Here at MyClinic we take security and information governance seriously. We want to ensure that the right clinician can communicate with the right patient at the right time, safely, and securely.
We act as a Data Processor for you, the Data Controller, when you are consulting with your patients using our service. As a data controller is it up to you as to whether you complete a Data Protection Impact Assessment (DPIA). As a data processor on your behalf, we unfortunately cannot complete a DPIA for you. If you require help filling in a DPIA, please e-mail [email protected] and we can share a template with you.
By agreeing to participate in a video consultation, and opening up the MyClinic website, and entering their 6 digit-code, the patient is indicating their consent to proceed with a video consultation. At any point throughout the process a patient can dissent by either leaving the video consultation, or not participating in any of the steps above.
NHSX have released a statement to this effect here
"We encourage the use of videoconferencing to carry out consultations with patients and service users. This could help to reduce the spread of COVID 19. It is fine to use video conferencing tools such as Skype, WhatsApp, Facetime as well as commercial products designed specifically for this purpose.
The consent of the patient or service user is implied by them accepting the invite and entering the consultation. But you should safeguard personal/confidential patient information in the same way you would with any other consultation." - NHSX
Personal device use
MyClinic does not store any patient information on any device you use. Therefore, according to NHSX guidance, personal devices may be used to carry out Video Consultations
"You can use your own devices to support video conferencing for consultations, mobile messaging and home working where there is no practical alternative.
Reasonable steps to ensure this is safe include: setting a strong password; using secure channels to communicate e.g. tools/apps that use encryption; and not storing personal/confidential patient information on the device unless absolutely necessary and appropriate security is in place.

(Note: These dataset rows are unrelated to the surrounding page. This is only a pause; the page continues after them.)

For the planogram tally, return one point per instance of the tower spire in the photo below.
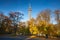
(29, 11)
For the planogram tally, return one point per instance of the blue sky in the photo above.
(22, 6)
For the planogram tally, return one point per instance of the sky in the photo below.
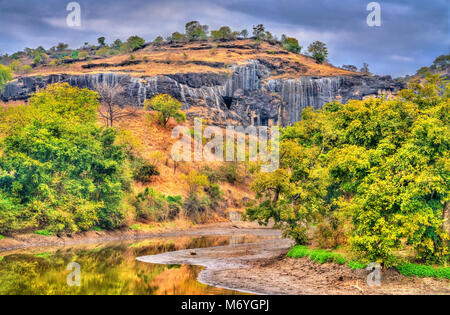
(411, 35)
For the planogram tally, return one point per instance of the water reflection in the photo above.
(109, 269)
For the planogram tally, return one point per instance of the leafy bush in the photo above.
(155, 206)
(330, 233)
(144, 171)
(167, 107)
(195, 207)
(43, 232)
(421, 271)
(318, 255)
(230, 173)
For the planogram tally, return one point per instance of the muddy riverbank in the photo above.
(262, 268)
(23, 241)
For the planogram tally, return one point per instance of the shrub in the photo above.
(194, 206)
(318, 255)
(421, 271)
(9, 215)
(43, 232)
(167, 107)
(230, 173)
(330, 233)
(155, 206)
(144, 171)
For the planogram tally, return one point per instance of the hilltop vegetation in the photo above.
(196, 50)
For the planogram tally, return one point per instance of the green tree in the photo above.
(177, 37)
(379, 166)
(116, 44)
(135, 43)
(158, 40)
(291, 44)
(224, 33)
(365, 69)
(259, 31)
(59, 170)
(319, 51)
(167, 107)
(195, 31)
(5, 76)
(101, 41)
(244, 33)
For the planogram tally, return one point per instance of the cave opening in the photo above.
(228, 101)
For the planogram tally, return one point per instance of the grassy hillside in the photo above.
(203, 56)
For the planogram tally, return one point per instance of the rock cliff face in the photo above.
(247, 96)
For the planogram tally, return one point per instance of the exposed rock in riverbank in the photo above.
(262, 268)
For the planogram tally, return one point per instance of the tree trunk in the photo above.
(446, 217)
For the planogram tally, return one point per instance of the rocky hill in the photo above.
(237, 82)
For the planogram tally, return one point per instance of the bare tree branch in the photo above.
(113, 103)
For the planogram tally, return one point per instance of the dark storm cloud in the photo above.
(412, 33)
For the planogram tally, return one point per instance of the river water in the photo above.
(110, 268)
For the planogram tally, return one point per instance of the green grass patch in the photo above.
(43, 255)
(318, 255)
(422, 271)
(136, 227)
(43, 232)
(408, 269)
(322, 256)
(354, 264)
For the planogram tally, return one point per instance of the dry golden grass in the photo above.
(155, 138)
(170, 59)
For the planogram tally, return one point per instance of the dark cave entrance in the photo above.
(228, 101)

Information should be safely transferred to the appropriate health and care record as soon as it is practical to do so." - NHSX
Is MyClinic NHS approved?
Medicalchain.com Ltd (owners of MyClinic) is registered on the NHS Dynamic Purchasing System (DPS) framework and have completed the NHS Data Security and Protection Toolkit (Organisation Code: 8JX30). The company adheres to all GDPR regulations and is registered with the UK Information Commissioner's Office (ICO). We have completed the Cyber Security Essentials certifications run by the UK Government National Cyber Security Centre.
Our primary IT infrastructure and servers are based within the European Union (EU). All communication between the patient's browser, MyClinic’s service, and the clinicians’ browser is transmitted over an encrypted connection. In addition, our video service will always attempt to create a ‘peer-to-peer’ connection between the clinician and the patient first. In a small number of cases where this is not possible (due to firewall restrictions) the encrypted traffic is relayed through relay servers based on the region the clinician is in or has selected.